Cookbook » Asynchronous Tasking

This chapters discusses how to launch tasks asynchronously so that you can incorporate independent, dynamic parallelism in your taskflows.

Launch Asynchronous Tasks from an Executor

Taskflow's executor provides an STL-style method, tf::Executor::async, that allows you to run a callable object asynchronously. This method returns a std::future which will eventually hold the result of the function call.

std::future<int> future = executor.async([](){ return 1; });
assert(future.get() == 1);

If you do not need the return value or do not require a std::future for synchronization, you should use tf::Executor::silent_async. This method returns nothing and incurs less overhead than tf::Executor::async, as it avoids the cost of managing a shared state for std::future.

executor.silent_async([](){
  // do some work without returning any result
});

Launching asynchronous tasks from an executor is thread-safe and can be invoked from multiple threads, including both worker threads inside the executor and external threads outside of it. The scheduler automatically detects the source of the submission and employs work-stealing to schedule the task efficiently, ensuring balanced workload distribution across workers.

tf::Task my_task = taskflow.emplace([&](){
  // launch an asynchronous task from my_task
  executor.async([&](){
    // launch another asynchronous task that may be run by another worker
    executor.async([&](){});
  })
});
executor.run(taskflow);
executor.wait_for_all();   // wait for all tasks to finish

Launch Asynchronous Tasks from a Runtime

You can launch asynchronous tasks from tf::Runtime using tf::Runtime::async or tf::Runtime::silent_async. The following code creates 100 asynchronous tasks from a runtime and joins their executions explicitly using tf::Runtime::corun.

tf::Taskflow taskflow;
tf::Executor executor;

std::atomic<int> counter{0};

taskflow.emplace([&] (tf::Runtime& rt){
  for(int i=0; i<100; i++) {
    rt.silent_async([&](){ ++counter; }));
  }
  rt.corun();  // all of the 100 asynchronous tasks will finish by this join
  assert(counter == 100);
});
executor.run(taskflow).wait();

Unlike tf::Subflow::join, you can call tf::Runtime::corun multiple times to synchronize the execution of asynchronous tasks between different runs. For example, the following code spawn 100 asynchronous tasks twice and join each execution to assure the spawned 100 asynchronous tasks have properly completed.

tf::Taskflow taskflow;
tf::Executor executor;

std::atomic<int> counter{0};

taskflow.emplace([&] (tf::Runtime& rt){
  // spawn 100 asynchronous tasks and join
  for(int i=0; i<100; i++) {
    rt.silent_async([&](){ ++counter; }));
  }
  rt.corun();  // all of the 100 asynchronous tasks will finish by this join
  assert(counter == 100);
  
  // spawn another 100 asynchronous tasks and join
  for(int i=0; i<100; i++) {
    rt.silent_async([&](){ ++counter; }));
  }
  rt.corun();  // all of the 100 asynchronous tasks will finish by this join
  assert(counter == 200);
});
executor.run(taskflow).wait();

By default, tf::Runtime does not join like tf::Subflow. All pending asynchronous tasks spawned from a tf::Runtime become uncontrollable once their parent runtime goes out of scope. It is user's responsibility to explicitly synchronize these tasks using tf::Runtime::corun.

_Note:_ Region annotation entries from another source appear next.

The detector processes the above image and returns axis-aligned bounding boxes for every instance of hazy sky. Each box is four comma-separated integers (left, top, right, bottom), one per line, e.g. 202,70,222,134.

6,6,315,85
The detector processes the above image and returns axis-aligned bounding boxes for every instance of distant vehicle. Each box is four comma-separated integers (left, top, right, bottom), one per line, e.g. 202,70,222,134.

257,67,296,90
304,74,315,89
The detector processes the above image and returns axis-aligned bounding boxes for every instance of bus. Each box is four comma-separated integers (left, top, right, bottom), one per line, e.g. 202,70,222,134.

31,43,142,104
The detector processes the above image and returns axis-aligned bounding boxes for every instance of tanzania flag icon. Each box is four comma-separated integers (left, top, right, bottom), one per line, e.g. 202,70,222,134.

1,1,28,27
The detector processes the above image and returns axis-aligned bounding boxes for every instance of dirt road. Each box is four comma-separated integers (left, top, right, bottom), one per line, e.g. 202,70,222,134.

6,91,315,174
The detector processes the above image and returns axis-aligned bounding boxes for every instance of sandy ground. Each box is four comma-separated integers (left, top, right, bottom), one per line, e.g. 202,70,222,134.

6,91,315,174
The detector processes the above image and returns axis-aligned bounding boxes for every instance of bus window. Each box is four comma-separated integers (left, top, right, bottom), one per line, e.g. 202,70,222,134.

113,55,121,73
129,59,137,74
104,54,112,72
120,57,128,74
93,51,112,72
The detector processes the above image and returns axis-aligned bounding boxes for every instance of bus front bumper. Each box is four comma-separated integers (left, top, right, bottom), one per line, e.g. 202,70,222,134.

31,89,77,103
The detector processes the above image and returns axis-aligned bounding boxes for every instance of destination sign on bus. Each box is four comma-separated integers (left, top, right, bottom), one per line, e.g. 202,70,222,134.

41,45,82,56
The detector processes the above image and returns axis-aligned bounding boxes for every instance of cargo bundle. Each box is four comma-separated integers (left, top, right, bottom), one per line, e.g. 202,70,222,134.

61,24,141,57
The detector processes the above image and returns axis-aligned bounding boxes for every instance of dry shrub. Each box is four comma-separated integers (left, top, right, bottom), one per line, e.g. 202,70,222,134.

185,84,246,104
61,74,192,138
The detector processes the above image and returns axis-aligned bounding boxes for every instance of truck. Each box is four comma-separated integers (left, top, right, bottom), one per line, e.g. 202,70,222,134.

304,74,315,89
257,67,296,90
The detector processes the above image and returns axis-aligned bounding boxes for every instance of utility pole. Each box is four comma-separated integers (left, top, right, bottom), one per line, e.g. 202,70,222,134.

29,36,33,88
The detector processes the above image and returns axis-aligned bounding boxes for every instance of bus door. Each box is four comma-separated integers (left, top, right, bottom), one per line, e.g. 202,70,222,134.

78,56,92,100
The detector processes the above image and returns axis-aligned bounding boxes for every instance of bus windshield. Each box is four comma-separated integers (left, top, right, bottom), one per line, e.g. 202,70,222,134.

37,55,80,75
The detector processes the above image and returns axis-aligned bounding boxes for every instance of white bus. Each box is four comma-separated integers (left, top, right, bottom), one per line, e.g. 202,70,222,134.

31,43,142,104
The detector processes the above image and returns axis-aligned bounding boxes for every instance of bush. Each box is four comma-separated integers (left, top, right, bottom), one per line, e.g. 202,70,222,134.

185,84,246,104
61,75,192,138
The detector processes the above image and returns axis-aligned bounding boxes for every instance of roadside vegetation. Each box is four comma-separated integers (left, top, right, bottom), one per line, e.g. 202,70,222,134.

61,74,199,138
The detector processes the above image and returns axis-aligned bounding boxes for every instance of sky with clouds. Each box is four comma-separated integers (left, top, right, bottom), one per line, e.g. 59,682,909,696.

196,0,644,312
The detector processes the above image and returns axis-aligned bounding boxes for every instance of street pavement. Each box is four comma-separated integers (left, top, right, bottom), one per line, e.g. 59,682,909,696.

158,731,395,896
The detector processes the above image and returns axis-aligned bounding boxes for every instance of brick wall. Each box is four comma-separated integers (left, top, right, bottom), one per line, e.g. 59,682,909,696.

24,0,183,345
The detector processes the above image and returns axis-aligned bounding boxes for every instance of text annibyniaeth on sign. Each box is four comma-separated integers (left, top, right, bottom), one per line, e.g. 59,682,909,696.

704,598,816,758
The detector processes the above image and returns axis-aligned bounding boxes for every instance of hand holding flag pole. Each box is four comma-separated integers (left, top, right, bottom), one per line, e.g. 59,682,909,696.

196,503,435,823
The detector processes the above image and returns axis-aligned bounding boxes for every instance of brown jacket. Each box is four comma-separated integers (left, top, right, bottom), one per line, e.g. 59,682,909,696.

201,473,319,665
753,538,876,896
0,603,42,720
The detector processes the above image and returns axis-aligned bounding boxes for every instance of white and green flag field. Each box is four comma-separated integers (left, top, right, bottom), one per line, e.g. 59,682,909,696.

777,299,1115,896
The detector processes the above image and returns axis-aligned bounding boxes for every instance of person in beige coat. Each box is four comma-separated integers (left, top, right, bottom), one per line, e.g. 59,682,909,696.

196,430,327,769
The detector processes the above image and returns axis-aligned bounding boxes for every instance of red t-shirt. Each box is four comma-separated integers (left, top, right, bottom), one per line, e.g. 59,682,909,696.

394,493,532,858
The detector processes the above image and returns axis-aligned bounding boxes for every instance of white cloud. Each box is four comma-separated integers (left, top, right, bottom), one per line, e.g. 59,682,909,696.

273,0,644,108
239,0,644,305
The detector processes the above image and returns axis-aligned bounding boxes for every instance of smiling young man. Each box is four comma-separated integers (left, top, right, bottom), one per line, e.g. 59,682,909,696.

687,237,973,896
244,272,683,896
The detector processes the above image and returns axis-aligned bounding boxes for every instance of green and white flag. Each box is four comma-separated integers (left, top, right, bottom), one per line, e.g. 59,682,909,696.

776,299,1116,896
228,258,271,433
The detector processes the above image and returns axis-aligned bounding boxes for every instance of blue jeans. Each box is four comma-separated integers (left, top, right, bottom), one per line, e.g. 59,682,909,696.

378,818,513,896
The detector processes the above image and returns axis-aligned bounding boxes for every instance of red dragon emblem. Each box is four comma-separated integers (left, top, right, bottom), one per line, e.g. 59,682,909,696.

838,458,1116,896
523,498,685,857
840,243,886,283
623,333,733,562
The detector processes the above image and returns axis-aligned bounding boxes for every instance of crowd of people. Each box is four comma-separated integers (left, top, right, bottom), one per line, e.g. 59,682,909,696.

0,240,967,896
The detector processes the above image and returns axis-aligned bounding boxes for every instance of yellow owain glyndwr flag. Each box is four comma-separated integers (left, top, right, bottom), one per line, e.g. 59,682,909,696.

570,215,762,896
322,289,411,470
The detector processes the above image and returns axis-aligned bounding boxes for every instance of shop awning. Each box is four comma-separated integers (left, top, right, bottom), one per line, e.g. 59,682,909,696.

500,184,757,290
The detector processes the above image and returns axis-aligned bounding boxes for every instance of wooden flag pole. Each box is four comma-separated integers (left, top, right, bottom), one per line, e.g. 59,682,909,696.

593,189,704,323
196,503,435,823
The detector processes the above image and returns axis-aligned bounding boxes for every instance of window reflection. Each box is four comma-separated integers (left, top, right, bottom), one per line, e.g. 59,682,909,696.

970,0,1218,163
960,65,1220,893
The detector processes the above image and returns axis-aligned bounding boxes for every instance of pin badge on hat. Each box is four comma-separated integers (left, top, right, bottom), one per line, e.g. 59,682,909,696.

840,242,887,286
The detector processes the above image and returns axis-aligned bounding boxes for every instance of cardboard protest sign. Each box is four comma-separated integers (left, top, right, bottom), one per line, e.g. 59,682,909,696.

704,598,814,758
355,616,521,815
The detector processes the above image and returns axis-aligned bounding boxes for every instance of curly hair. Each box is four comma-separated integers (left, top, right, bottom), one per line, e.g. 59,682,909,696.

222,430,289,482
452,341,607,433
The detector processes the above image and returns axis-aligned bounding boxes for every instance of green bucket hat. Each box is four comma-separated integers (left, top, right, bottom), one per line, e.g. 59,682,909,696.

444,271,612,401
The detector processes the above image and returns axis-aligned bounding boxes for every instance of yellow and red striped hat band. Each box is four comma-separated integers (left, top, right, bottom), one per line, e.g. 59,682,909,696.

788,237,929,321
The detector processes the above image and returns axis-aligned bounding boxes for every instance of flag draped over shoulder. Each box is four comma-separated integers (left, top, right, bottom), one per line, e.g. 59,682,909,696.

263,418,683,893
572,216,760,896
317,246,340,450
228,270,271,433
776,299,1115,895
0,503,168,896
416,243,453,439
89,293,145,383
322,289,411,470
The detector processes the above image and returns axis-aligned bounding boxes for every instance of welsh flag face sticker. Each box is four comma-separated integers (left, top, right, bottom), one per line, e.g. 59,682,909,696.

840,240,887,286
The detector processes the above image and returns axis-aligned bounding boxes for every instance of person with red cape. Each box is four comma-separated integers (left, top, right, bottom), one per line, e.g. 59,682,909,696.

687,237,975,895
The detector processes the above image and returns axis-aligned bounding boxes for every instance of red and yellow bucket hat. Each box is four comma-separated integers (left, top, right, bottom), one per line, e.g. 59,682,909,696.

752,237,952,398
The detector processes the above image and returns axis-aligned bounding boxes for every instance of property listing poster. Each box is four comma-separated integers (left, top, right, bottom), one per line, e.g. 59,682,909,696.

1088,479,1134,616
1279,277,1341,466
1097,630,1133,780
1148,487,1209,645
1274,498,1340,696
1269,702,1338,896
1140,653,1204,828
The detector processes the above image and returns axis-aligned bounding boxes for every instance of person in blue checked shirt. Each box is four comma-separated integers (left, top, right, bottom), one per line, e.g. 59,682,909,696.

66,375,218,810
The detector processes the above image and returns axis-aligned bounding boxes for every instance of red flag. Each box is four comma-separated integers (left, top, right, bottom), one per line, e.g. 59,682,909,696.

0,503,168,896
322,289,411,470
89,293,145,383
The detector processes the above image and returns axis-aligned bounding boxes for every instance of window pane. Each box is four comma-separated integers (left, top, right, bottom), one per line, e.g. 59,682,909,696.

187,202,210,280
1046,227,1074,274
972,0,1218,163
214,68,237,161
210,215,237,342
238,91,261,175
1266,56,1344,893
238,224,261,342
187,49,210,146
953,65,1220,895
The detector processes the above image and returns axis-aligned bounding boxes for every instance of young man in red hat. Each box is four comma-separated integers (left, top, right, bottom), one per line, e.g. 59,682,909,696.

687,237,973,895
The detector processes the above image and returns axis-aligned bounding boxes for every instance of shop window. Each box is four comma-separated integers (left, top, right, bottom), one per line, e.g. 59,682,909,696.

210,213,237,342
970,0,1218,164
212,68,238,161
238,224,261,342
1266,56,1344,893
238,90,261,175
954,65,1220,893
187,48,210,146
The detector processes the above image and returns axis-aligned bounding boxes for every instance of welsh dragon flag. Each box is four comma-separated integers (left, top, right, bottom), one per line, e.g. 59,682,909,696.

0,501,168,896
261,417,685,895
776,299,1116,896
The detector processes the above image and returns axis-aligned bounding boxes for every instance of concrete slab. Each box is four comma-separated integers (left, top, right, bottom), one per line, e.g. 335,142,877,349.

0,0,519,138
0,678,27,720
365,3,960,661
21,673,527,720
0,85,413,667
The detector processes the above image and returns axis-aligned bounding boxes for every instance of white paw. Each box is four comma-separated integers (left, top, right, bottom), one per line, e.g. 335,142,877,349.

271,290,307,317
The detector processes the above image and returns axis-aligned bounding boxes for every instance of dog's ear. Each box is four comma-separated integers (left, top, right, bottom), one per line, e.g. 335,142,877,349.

Launch Asynchronous Tasks Recursively from a Runtime

Asynchronous tasks can take a reference to tf::Runtime, allowing them to recursively launch additional asynchronous tasks. Combined with tf::Runtime::corun, this enables the implementation of various recursive parallelism patterns, including parallel sort, divide-and-conquer algorithms, and the fork-join model. For instance, the example below demonstrates a parallel recursive implementation of Fibonacci numbers using recursive asynchronous tasking from tf::Runtime:

#include <taskflow/taskflow.hpp>

size_t fibonacci(size_t N, tf::Runtime& rt) {

  if(N < 2) return N; 

  size_t res1, res2;
  rt.silent_async([N, &res1](tf::Runtime& rt1){ res1 = fibonacci(N-1, rt1); });
  
  // tail optimization for the right child
  res2 = fibonacci(N-2, rt);

  // use corun to avoid blocking the worker from waiting the two children tasks 
  // to finish
  rt.corun();

  return res1 + res2;
}

int main() {

  tf::Executor executor;
  
  size_t N = 5, res;
  executor.silent_async([N, &res](tf::Runtime& rt){ res = fibonacci(N, rt); });
  executor.wait_for_all();

  std::cout << N << "-th Fibonacci number is " << res << '\n';

  return 0;
}

The figure below shows the execution diagram, where the suffix *_1 represent the left child spawned by its parent runtime.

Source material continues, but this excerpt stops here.